Although growing carbon might not eliminate the alligators who eat soybeans and corn every year, it may help. Farmers can diversify their income by receiving payments for sequestering greenhouse gases, such as carbon dioxide, methane and nitrous oxide. While some farmers don’t believe that greenhouse gases are responsible for climate change, others believe in the value of money.
This was the premise of Pay Dirt, a story published in the January 2021 issue. Subsequent stories included one in the May 2021 issue that evaluated carbon measurement and one in the June 2021 issue that discussed carbon market certification. Mid-November 2021 was a story that provided information about how farmers could determine the carbon markets for their farms.
This coverage also launched a Carbon Market Series in the August and Nov issues of Successful Farming, which covered soil health practices that could lead to carbon market payments. These include tools such as cover crops, and farms that include such tools in a whole-farm setting.

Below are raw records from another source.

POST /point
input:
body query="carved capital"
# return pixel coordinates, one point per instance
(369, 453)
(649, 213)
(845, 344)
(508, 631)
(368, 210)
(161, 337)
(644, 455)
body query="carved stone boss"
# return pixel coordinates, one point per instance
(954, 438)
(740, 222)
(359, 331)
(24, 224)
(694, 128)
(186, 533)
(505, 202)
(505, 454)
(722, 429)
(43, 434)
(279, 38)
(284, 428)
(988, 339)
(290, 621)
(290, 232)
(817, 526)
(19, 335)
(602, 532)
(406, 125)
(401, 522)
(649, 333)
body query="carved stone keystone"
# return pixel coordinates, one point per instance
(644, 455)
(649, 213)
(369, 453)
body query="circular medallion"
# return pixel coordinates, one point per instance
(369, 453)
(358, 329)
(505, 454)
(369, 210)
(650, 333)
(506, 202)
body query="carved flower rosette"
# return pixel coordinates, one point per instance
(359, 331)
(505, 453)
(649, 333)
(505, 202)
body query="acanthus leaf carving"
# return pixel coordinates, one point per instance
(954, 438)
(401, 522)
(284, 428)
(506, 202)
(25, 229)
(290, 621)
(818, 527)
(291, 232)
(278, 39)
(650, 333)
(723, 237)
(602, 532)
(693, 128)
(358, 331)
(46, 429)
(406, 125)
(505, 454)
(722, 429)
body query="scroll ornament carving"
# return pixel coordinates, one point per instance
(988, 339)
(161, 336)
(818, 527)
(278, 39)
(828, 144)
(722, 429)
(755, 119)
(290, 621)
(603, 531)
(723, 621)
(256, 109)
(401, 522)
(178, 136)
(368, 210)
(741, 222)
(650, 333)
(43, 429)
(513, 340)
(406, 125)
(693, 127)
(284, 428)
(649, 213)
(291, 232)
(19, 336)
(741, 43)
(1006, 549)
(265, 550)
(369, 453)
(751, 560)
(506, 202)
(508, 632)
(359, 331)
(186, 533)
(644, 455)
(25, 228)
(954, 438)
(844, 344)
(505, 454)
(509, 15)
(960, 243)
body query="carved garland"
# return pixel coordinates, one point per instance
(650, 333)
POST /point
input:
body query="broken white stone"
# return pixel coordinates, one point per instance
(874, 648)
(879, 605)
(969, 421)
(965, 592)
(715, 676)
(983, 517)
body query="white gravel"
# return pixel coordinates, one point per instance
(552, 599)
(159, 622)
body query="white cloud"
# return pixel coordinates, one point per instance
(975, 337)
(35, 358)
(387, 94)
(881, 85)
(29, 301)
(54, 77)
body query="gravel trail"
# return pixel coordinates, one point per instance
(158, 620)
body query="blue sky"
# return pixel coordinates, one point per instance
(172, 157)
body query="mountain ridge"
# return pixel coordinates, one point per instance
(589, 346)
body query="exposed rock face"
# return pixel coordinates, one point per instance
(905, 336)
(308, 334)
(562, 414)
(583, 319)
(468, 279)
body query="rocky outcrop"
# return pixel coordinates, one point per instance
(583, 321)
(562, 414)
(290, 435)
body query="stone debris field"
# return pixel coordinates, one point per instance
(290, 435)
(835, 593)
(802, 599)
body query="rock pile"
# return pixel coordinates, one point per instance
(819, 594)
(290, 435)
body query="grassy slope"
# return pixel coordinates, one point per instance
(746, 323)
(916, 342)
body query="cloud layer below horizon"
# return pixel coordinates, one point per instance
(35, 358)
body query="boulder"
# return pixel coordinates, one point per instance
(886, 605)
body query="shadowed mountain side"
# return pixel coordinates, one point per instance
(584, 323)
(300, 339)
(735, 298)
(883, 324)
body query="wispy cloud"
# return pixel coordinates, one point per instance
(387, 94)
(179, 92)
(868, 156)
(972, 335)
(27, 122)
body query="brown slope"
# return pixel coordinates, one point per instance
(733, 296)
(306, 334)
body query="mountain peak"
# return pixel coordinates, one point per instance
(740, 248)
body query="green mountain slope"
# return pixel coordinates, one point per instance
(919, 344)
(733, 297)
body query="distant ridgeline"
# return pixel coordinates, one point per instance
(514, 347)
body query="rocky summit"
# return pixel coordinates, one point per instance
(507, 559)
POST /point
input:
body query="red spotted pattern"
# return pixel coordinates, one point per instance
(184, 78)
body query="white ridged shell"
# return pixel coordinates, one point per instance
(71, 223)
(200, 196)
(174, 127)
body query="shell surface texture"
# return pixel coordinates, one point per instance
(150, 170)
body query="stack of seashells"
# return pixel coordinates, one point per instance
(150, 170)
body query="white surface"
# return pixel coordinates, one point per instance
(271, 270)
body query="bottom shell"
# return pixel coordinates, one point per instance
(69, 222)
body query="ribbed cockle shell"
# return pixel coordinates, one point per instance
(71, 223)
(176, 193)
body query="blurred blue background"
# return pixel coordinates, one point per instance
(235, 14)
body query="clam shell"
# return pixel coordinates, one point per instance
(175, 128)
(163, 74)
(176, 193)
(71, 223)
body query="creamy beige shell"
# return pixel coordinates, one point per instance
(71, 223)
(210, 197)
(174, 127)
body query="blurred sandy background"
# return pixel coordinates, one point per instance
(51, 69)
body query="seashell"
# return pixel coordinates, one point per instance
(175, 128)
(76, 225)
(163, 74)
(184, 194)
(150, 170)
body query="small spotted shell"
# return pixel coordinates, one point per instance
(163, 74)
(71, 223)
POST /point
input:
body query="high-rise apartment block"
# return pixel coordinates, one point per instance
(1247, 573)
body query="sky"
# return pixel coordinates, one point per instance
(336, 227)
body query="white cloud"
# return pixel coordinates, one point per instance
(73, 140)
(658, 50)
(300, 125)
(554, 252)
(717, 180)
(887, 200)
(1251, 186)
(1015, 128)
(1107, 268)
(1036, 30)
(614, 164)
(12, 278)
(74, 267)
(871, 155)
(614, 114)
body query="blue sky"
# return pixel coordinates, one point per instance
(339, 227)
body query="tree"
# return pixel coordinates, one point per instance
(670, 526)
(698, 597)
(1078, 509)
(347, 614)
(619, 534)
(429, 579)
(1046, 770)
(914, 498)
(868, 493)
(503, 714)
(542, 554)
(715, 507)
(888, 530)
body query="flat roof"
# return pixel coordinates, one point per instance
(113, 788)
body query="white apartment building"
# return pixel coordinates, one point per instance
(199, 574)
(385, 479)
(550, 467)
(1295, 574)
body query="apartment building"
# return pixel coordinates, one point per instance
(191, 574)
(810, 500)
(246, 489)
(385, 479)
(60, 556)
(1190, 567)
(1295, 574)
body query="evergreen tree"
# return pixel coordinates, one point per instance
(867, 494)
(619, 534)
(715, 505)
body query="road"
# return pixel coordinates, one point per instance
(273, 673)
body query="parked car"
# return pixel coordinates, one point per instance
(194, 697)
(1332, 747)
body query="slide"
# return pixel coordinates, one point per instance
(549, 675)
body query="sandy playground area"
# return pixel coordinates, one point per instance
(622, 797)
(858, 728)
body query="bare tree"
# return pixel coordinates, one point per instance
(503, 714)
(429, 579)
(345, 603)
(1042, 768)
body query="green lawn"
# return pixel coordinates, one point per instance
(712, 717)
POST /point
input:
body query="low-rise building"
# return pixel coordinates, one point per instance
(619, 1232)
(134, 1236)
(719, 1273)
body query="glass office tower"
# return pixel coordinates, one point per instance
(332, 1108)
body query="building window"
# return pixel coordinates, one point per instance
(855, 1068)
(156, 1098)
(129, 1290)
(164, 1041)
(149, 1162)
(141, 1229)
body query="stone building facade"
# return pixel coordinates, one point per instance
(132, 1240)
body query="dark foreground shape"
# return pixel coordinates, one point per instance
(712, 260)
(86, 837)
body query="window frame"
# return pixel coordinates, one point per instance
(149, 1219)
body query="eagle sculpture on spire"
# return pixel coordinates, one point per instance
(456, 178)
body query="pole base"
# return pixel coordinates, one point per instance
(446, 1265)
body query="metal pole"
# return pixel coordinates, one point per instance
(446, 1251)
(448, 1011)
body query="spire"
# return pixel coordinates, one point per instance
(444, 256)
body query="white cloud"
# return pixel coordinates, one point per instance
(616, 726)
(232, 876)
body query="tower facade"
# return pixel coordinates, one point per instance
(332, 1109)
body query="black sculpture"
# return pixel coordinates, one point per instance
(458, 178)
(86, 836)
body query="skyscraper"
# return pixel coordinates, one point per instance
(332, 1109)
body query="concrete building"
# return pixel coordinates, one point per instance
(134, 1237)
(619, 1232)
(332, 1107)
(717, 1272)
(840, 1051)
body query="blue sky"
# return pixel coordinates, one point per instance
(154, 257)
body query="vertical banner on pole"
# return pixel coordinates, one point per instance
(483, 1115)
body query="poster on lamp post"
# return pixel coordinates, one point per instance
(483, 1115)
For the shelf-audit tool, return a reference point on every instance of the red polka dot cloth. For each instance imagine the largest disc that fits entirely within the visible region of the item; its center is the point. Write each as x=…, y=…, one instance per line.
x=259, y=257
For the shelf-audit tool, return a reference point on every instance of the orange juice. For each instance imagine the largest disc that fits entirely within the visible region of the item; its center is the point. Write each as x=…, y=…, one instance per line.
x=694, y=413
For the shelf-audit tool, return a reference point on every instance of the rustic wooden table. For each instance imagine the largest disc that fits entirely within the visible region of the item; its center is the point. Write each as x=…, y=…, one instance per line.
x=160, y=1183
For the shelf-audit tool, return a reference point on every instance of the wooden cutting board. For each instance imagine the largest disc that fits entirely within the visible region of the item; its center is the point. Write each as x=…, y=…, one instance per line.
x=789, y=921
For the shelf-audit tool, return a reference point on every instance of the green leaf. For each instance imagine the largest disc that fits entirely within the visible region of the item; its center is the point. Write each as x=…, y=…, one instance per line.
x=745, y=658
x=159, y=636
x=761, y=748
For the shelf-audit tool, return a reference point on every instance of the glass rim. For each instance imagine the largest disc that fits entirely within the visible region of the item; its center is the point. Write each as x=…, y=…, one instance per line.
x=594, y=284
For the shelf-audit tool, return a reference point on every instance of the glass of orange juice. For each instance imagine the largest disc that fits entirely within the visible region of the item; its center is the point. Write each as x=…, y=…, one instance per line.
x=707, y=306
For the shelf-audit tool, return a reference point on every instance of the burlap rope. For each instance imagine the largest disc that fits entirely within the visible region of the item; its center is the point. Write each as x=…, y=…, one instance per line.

Carbon markets will not be going away and will continue to be covered by Successful Farming as well as agriculture.com.
In recent decades, farmers have used a variety of technologies, including modern machinery and chemicals.
Yet, all revolve around one input—seed—that has been around since biblical times. It is true that the seeds farmers planted in Jesus’ day are eons older than the varieties we now have. But, the same questions farmers today worry about regarding their seed are being asked of farmers in those days. Will it germinate. Will it germinate? How will it fare under too much or too little rain? Is it really worth the money?
This was the inspiration for the July 2021 issue Successful Farming. It featured stories from Bill Spiegel, Gil Gullickson, and Natalina Sentsbausch:
Seed selection will continue to be a focal part of Successful Farming coverage in 2022.